Food, or lack thereof--
Starvation continues to be a major health issue in the area I visited. As the civil war has ended people are starting to farm and garden which increases the variety and abundance of food. People can grow their own corn and sorghum which are major staples. Cows milk supplements their nutrition. They grow a small amount of tobacco which people smoke in pipes in the evenings. The people stuck in the hospital cook their own food, but many of them depend on bags of sorghum and oil from the world food program, as well as bags of "plumpy nut," which is provided to some categories of malnourished people. Plumpy nut is expensive and is provided by aid organizations for patients with severe malnutrition. It is just peanut butter with sugar and milk powder and vitamins added, but the little serving size bags make it easy to eat and it resists spoilage. Women and girls make sorghum cereal by grinding the sorghum on boards or stones with a rounded piece of wood, then cooking it over tiny cook fires. This is usually breakfast, lunch and dinner for people at the hospital. Very occasionally meat supplements their diet. Nobody was fat.

Safety issues
I'm back now, safe and healthy, and I didn't even lose much weight. Stories of Sudan and South Sudan in the news made me and my family and friends worry that there would be gunboats and AK47's and raids with burnt villages and child soldiers and machete attacks. Although this is not impossible in a country where violence has been common and widespread for decades, there has been peace in Old Fangak for 2 years and there was never any hint of danger to me personally from anyone armed or angry. The generation that is now in its teens and twenties has grown up without much of the values that keep communities strong, but still there are communities and people who value them and wise people who act as role models. There are still cattle raids which lead to conflict with physical violence of various kinds. There are many less guns in circulation, and the area where I stayed is disarmed of its guns, though they are still available at the police station should war break out again. Mostly people injure each other with fists and spears, and there is less danger of bystanders getting unintentionally harmed. The most vulnerable I felt during the whole trip was when I was at the airport in Juba flying in and out of the country. It is crowded and inefficient and contrary and seems designed to make transit as difficult as possible. Still, thousands of people every day make it into and out of the country and in fact I had no trouble.

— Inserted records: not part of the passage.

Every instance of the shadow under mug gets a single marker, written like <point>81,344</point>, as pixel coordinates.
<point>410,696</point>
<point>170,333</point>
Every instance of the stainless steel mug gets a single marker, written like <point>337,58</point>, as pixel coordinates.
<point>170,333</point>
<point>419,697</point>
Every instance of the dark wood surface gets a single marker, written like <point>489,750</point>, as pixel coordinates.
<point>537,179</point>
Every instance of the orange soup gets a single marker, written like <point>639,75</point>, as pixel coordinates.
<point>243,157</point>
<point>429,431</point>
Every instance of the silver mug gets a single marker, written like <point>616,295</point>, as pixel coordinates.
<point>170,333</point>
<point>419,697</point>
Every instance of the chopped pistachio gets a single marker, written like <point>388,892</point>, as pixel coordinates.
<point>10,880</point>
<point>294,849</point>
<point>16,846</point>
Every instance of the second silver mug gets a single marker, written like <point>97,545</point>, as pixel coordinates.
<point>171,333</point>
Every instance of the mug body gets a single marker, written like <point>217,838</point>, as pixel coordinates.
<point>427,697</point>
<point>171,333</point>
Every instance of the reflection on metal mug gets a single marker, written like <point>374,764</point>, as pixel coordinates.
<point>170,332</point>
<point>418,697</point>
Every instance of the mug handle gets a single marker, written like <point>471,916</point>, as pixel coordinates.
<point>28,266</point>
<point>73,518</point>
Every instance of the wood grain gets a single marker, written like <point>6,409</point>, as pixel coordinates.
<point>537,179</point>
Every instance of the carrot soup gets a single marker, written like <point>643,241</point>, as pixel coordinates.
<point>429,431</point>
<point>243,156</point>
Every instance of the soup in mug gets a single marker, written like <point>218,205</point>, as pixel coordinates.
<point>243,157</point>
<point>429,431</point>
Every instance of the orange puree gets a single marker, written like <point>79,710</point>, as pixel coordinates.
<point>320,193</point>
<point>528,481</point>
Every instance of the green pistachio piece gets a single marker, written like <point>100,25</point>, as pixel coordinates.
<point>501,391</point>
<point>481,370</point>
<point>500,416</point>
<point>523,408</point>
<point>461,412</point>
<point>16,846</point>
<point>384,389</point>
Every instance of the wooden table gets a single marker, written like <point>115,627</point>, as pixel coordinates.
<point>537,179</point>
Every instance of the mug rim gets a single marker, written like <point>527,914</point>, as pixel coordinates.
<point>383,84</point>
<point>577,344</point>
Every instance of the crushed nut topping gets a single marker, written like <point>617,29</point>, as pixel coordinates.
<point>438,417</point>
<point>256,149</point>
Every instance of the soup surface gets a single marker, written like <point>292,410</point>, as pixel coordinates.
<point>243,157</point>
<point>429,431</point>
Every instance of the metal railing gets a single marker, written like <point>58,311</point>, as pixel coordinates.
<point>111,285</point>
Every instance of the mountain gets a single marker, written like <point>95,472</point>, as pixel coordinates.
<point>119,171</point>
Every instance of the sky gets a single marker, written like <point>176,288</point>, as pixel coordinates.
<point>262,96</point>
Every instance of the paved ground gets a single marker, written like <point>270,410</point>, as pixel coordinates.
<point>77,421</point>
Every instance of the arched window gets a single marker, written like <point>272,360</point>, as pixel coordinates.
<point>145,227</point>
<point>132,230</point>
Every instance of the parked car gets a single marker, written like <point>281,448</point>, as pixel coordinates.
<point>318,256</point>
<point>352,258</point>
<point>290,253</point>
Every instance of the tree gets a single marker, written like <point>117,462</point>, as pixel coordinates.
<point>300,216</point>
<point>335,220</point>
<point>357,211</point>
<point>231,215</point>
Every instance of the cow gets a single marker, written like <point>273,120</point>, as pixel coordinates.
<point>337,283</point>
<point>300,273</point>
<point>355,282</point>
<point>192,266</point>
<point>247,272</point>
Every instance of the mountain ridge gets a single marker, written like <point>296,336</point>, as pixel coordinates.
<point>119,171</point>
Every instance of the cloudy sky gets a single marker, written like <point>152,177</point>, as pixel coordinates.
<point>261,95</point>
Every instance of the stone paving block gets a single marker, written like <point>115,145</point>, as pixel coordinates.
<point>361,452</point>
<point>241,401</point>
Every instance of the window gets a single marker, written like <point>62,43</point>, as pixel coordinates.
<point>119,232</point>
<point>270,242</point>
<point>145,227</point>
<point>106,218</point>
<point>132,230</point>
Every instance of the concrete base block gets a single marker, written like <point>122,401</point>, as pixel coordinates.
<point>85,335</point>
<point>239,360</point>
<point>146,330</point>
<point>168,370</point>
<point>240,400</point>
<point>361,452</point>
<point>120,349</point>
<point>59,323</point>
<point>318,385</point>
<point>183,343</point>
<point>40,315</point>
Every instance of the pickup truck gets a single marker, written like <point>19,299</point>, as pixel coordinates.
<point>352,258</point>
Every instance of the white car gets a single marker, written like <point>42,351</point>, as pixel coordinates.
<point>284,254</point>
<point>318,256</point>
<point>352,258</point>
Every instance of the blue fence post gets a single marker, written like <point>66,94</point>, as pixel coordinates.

Jet lag is fading, but every morning I wake up finding myself trying to diagnose mysterious tropical disease syndromes and cure the incurable. I am thankful for cold weather and a warm house and a well fed dog who does not expect me to throw a rock at her. I learned a huge amount in a short period of time and met wonderful wise people, both African and American. It was difficult, time consuming and expensive to get to South Sudan and, despite all that I will probably go back.